The worst one? Hard to say as there have been numerous dire places/interviewers I have faced. Being interviewed in a coffee shop (not for a job there, just the interviewer hadn't arranged office space) for someone who was clearly a moron from the outset ranks though.

Having decided early on this was not for me we got to a part where she asked me about presenting solutions to senior management. I mentioned that I would have a few options with pros/cons costs etc. and make a recommendation. She then asked "what if they tell you to choose another option?" I got what she was after but thought I would be awkward, "if I am directed to a different option then that won't be my choice will it?" I responded. This annoyed her which was good, she was unable to articulate what she really wanted and this matter went around in circles for a while before I left.

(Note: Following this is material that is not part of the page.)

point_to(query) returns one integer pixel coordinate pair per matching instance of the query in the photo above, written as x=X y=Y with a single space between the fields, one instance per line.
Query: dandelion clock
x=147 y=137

Other than that LSEG and Barclays, both interviewed me (went through three stages at LSEG, four if you include the agency) only to be told afterwards (and this took months for LSEG to advise) the jobs did not actually exist!!!!

...and another one just in that I had interviewed for a while back, this time from another city institution. What is it with these people?

"Happy New Year 2019!
I am coming back to you further to our conversation about the Incident Management and Business Continuity role you applied for with Bloomberg.

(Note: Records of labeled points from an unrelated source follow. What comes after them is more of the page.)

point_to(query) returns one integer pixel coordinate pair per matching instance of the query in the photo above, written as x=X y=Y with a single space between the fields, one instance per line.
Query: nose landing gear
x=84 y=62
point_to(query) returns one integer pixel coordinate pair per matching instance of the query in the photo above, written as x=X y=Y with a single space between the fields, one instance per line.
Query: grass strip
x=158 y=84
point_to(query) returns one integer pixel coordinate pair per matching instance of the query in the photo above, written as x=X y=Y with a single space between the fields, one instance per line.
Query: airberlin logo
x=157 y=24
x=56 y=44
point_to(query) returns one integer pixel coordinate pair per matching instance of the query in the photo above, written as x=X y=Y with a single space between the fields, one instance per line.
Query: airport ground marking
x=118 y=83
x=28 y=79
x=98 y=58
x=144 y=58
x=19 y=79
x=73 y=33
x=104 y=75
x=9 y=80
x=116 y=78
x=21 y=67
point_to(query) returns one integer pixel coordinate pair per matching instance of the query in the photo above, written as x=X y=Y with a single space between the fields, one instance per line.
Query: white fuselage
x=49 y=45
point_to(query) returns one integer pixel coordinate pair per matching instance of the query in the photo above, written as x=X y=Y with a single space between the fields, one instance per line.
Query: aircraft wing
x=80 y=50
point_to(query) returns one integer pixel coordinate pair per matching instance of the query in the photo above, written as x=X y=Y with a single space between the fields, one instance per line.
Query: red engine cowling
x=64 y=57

The Managers of the department thought that your profile was very interesting and they would have invited you for a face to face interview but I was told today that they have decided to move the role to New York for the time being and won't recruit in London anymore.

I am very sorry not to have better news but I just wanted you to know that we liked your profile and experience and would consider you again should we have another opening.

Thanks again and have a nice evening".
...and another one just in that I had interviewed for a while back, this time from another city institution. What is it with these people?

"Happy New Year 2019!
I am coming back to you further to our conversation about the Incident Management and Business Continuity role you applied for with Bloomberg.

The Managers of the department thought that your profile was very interesting and they would have invited you for a face to face interview but I was told today that they have decided to move the role to New York for the time being and won't recruit in London anymore.

I am very sorry not to have better news but I just wanted you to know that we liked your profile and experience and would consider you again should we have another opening.

Thanks again and have a nice evening".

I blame Brexit.
Went for an interview for a contract position, 200 mile return trip.
It became apparent that it was for a permanent position which I had no interest in. Told that was end of interview then. I demanded and got expenses as they were to blame. Paid when it became obvious that I wasn't leaving the chief engineers office without it.